To verify that your OpenVidu deployment works correctly wait for the secrets.env to appear in the bucket that you've configured and open it to view the credentials of OpenVidu.

  • Go to the Space Object Storage bucket that you've configurated and download the secrets.env file.
    Secrets.env in Bucket

SSH to the instance by running this command from the directory where your SSH key is located: 

ssh -i openvidu_ssh_key_ha.pem root@PUBLIC_DROPLET_IP

Then navigate to /opt/openvidu/ and you will find all required credentials in secrets.env.

Then open OPENVIDU_URL and you will see the OpenVidu Meet interface. Log in with MEET_INITIAL_ADMIN_PASSWORD and you will be able to enjoy the features of OpenVidu Meet.

Configure your application to use the deployment#

You may need your Digital Ocean credentials to configure your OpenVidu application. You can check these secrets following these steps (View OpenVidu credentials in the Web) or (View OpenVidu credentials in the instance).

Your authentication credentials and the URL to point your applications to are:

OpenVidu Meet:

  • OPENVIDU_URL: The URL to access OpenVidu Meet, which is always https://yourdomain.example.io/
  • MEET_INITIAL_ADMIN_USER: User to access OpenVidu Meet Console. It is always admin.
  • MEET_INITIAL_ADMIN_PASSWORD: Password to access OpenVidu Meet Console.
  • MEET_INITIAL_API_KEY: API key to use OpenVidu Meet Embedded and OpenVidu Meet REST API.

Note

The MEET_INITIAL_ADMIN_USER, MEET_INITIAL_ADMIN_PASSWORD, and MEET_INITIAL_API_KEY values are initial settings that changing them will not affect to the deployment.

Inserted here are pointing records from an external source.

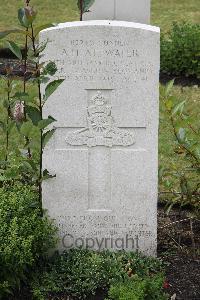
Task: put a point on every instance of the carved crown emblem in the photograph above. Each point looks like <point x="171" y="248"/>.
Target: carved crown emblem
<point x="102" y="130"/>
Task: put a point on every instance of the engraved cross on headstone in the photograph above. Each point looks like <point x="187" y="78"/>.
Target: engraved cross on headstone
<point x="101" y="135"/>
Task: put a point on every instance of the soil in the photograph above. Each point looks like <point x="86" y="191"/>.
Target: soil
<point x="179" y="247"/>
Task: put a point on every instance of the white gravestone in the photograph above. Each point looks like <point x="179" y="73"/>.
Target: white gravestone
<point x="122" y="10"/>
<point x="104" y="149"/>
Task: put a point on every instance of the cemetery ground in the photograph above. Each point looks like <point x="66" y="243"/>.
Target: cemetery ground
<point x="178" y="215"/>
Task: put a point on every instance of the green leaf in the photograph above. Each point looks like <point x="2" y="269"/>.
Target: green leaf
<point x="7" y="32"/>
<point x="44" y="123"/>
<point x="3" y="126"/>
<point x="51" y="87"/>
<point x="15" y="49"/>
<point x="169" y="87"/>
<point x="169" y="104"/>
<point x="26" y="16"/>
<point x="50" y="69"/>
<point x="46" y="137"/>
<point x="46" y="175"/>
<point x="178" y="108"/>
<point x="181" y="134"/>
<point x="26" y="128"/>
<point x="34" y="114"/>
<point x="42" y="27"/>
<point x="22" y="18"/>
<point x="86" y="4"/>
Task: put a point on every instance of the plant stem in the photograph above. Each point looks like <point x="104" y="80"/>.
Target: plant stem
<point x="8" y="117"/>
<point x="25" y="70"/>
<point x="81" y="10"/>
<point x="40" y="108"/>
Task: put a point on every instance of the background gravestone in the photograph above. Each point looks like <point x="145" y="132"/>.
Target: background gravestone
<point x="104" y="149"/>
<point x="122" y="10"/>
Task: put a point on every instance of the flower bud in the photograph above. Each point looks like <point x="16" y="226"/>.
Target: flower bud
<point x="18" y="113"/>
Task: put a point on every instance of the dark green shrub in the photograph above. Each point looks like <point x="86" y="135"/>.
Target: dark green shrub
<point x="180" y="50"/>
<point x="81" y="272"/>
<point x="136" y="288"/>
<point x="25" y="236"/>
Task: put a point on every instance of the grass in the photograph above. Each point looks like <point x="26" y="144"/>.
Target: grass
<point x="164" y="13"/>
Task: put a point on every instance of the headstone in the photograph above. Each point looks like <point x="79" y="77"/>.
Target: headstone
<point x="122" y="10"/>
<point x="104" y="149"/>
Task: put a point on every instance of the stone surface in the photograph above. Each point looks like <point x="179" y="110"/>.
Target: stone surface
<point x="122" y="10"/>
<point x="104" y="149"/>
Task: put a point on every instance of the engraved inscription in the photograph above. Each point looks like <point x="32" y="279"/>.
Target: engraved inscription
<point x="102" y="130"/>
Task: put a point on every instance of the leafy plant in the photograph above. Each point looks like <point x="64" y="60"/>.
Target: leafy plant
<point x="25" y="236"/>
<point x="180" y="53"/>
<point x="84" y="6"/>
<point x="187" y="147"/>
<point x="24" y="113"/>
<point x="137" y="288"/>
<point x="80" y="273"/>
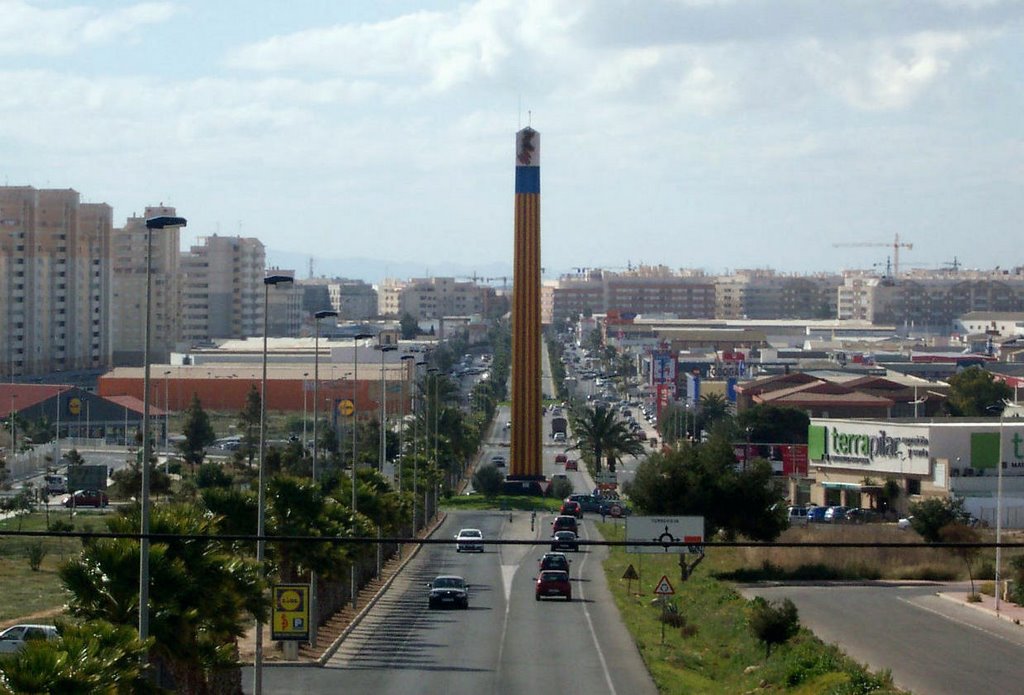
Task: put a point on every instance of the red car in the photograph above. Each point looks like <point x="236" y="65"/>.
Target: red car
<point x="553" y="582"/>
<point x="86" y="498"/>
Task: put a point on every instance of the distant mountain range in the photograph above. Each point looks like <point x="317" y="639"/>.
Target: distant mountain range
<point x="375" y="270"/>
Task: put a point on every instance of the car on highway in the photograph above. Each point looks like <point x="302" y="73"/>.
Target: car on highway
<point x="835" y="515"/>
<point x="95" y="498"/>
<point x="469" y="539"/>
<point x="16" y="637"/>
<point x="448" y="590"/>
<point x="565" y="522"/>
<point x="553" y="582"/>
<point x="555" y="561"/>
<point x="571" y="508"/>
<point x="816" y="515"/>
<point x="564" y="540"/>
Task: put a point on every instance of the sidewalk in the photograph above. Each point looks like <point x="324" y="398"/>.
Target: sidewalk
<point x="338" y="626"/>
<point x="1008" y="611"/>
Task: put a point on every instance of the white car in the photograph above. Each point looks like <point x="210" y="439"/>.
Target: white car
<point x="469" y="539"/>
<point x="14" y="638"/>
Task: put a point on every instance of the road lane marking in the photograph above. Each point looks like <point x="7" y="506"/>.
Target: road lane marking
<point x="950" y="618"/>
<point x="593" y="633"/>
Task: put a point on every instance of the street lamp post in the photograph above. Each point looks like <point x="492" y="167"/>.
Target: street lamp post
<point x="152" y="223"/>
<point x="327" y="313"/>
<point x="355" y="411"/>
<point x="305" y="377"/>
<point x="314" y="622"/>
<point x="401" y="417"/>
<point x="261" y="512"/>
<point x="383" y="442"/>
<point x="167" y="421"/>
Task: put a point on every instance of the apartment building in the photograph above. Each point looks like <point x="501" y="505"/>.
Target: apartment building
<point x="222" y="289"/>
<point x="130" y="249"/>
<point x="54" y="281"/>
<point x="766" y="294"/>
<point x="427" y="298"/>
<point x="352" y="299"/>
<point x="930" y="300"/>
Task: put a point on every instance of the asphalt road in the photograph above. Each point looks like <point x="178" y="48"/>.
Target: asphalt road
<point x="506" y="642"/>
<point x="931" y="645"/>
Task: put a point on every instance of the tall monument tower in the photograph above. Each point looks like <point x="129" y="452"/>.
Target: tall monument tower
<point x="526" y="463"/>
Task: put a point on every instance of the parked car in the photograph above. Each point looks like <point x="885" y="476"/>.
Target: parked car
<point x="564" y="540"/>
<point x="571" y="508"/>
<point x="16" y="637"/>
<point x="469" y="539"/>
<point x="448" y="590"/>
<point x="816" y="515"/>
<point x="555" y="561"/>
<point x="95" y="498"/>
<point x="553" y="582"/>
<point x="835" y="515"/>
<point x="798" y="516"/>
<point x="564" y="522"/>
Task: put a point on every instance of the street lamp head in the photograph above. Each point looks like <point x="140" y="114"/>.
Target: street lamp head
<point x="165" y="221"/>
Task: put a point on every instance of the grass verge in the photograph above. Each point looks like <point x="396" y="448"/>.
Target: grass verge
<point x="711" y="649"/>
<point x="27" y="592"/>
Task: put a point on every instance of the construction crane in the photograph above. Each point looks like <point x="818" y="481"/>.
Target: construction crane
<point x="896" y="246"/>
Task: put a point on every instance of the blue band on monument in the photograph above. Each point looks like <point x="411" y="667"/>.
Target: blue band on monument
<point x="527" y="179"/>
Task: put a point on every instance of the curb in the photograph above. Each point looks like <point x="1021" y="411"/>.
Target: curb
<point x="334" y="646"/>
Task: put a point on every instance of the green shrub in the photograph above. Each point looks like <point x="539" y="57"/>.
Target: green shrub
<point x="773" y="622"/>
<point x="36" y="552"/>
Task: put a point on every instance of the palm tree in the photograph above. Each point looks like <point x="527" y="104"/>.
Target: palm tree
<point x="90" y="657"/>
<point x="604" y="436"/>
<point x="203" y="593"/>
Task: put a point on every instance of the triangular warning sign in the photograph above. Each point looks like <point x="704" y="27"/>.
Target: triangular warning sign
<point x="664" y="588"/>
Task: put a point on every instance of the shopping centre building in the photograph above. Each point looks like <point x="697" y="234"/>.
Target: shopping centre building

They can only be changed from the Meet Console.

OpenVidu Platform:

  • LIVEKIT_URL: The URL to use LiveKit SDKs, which can be wss://yourdomain.example.io/ or https://yourdomain.example.io/ depending on the client library you are using.
  • LIVEKIT_API_KEY: API Key for LiveKit SDKs.
  • LIVEKIT_API_SECRET: API Secret for LiveKit SDKs.

OpenVidu V2 Compatibility Credentials

This section is only needed if you want to use OpenVidu v2 compatibility.

  • URL: The URL to access OpenVidu, which is the value of OPENVIDU_URL (e.g., https://yourdomain.example.io/)
  • Username: Basic auth user for OpenVidu v2 compatibility. It is always OPENVIDUAPP.
  • Password: Basic auth password for OpenVidu v2 compatibility is the same as LIVEKIT_API_SECRET.

Troubleshooting initial DigitalOcean deployment creation#

If something goes wrong during the initial DigitalOcean deployment creation, you won't be able to reach the OPENVIDU_URL. It could be due to a misconfiguration in the parameters, a lack of permissions, or a problem with services. When this happens, the following steps can help you troubleshoot the issue and identify what went wrong:

  1. Check whether the instance or instances are running. If they are not, check whether the terraform apply command logged an error.

  2. If the instance or instances are running, SSH into the instance and check the logs by running this command:

    cat /var/log/cloud-init-output.log

    These logs will give you more information about the DigitalOcean deployment creation process.

  3. If everything seems fine, check the status and the logs of the installed OpenVidu services.

Configuration and administration#

When your OPENVIDU_URL is reachable, it means that everything has gone well. Now you can check the Administration section to learn how to manage your deployment.